Interestingly, a recent poll conducted by Goals For Dallas tried those solutions on a sampling of Dallas citizens who lived within the boundaries of DISD. An overwhelming majority-almost two-thirds-favored both ideas. Not surprisingly, those same people registered serious dissatisfaction with how our schools are being run now. Pollster George Shipley explains the discrepancy as an example of “the people being ahead of the politicians.”

And indeed they are. Business leaders, academicians, and concerned parents across the country are beginning to lose patience with the continuing stagnation of student achievement levels. Several have taken to the stump to argue for a major retooling of our educational system. Blazing the trail is Xerox chairman and CEO David T. Kearns, who, with Denis P. Doyle, senior research fellow at the Hudson Institute, has written a compelling game plan called Winning the Brain Race: A Bold Plan to Make Our Schools Competitive.
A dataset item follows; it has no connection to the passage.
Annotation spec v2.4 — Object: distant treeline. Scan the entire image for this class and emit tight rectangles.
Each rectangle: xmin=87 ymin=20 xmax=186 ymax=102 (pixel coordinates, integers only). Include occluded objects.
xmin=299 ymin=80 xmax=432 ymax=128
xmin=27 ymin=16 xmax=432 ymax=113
Kearns and Doyle believe that our schools are mired in 19th-century thinking, still geared to an age when low-skill jobs were plentiful and assembly-line environments called for a work force trained to respond to rote commands. Obviously, the world has changed. Workers need much more than highly developed hand-eye coordination. Today’s and tomorrow’s jobseekers must think for a living.

Kearns calls upon his experience with Xerox, which faced sudden extinction in the Seventies when it suddenly woke up to the fact that it was being badly battered by competition. Schools ought to emulate the modern-day high-tech company, Kearns believes, which he describes as organizationally lean and “flat,” reliant on the knowledge and talent of the workers closest to the problems. “At a time when both creativity and independent judgment are critical, particularly on the part of building principals and teachers,” he writes, “giant school districts are organized like a dinosaur whose head is barely able to communicate with its tail.”

Kearns believes that no school administrator, save the chief executive, should earn more than the highest-paid principal or teacher. Doctors and lawyers, he points out, hire administrators to manage their business affairs, but they certainly don’t allow them to earn more than they do! Administration should be a service center, not a command post.

Of course the flip side of teacher autonomy is teacher accountability and performance. No high-tech product manager lasts long if he consistently turns out clunkers. In this brave new world of schools, the bottom line is student achievement and the teachers are responsible for it. The carping against testing and the blaming of apathetic students will have to go. In an article in The Wall Street Journal, Rochester, New York, superintendent of schools Peter McWalters, who is spearheading a drastic restructuring of his school district along the lines advocated by Kearns, says “Teachers are angry about student attitudes, and they’re absolutely right. But it’s not going to get any better-that’s the client, folks. An effective school can find ways to get around this.”

Rochester has embraced the fundamental notion that nothing will change until teaching is elevated to a true profession. Teachers who demonstrate superior ability can earn up to $70,000-more than double the upside potential of a teacher in Dallas. They set curricula, devise strategies and tactics (no district-mandated “Six Steps of Teaching”), and they set educational goals and priorities based on the needs of the individual school community. In return for professional latitude, the teachers’ unions have agreed that pay ought to be based on merit and test results. Poor performers and incompetents are out. Period. In Texas, it is hard to imagine such bold thinking on the part of either the administrators or the unions. Neither can I fathom who in Dallas would come forward with the same brand of brassy leadership that is in full bloom in Rochester. Perhaps if our school board could stop arguing about the injustices of the past, it could see the stark reality of the future. Maybe then we could join this piercing new prescription for change.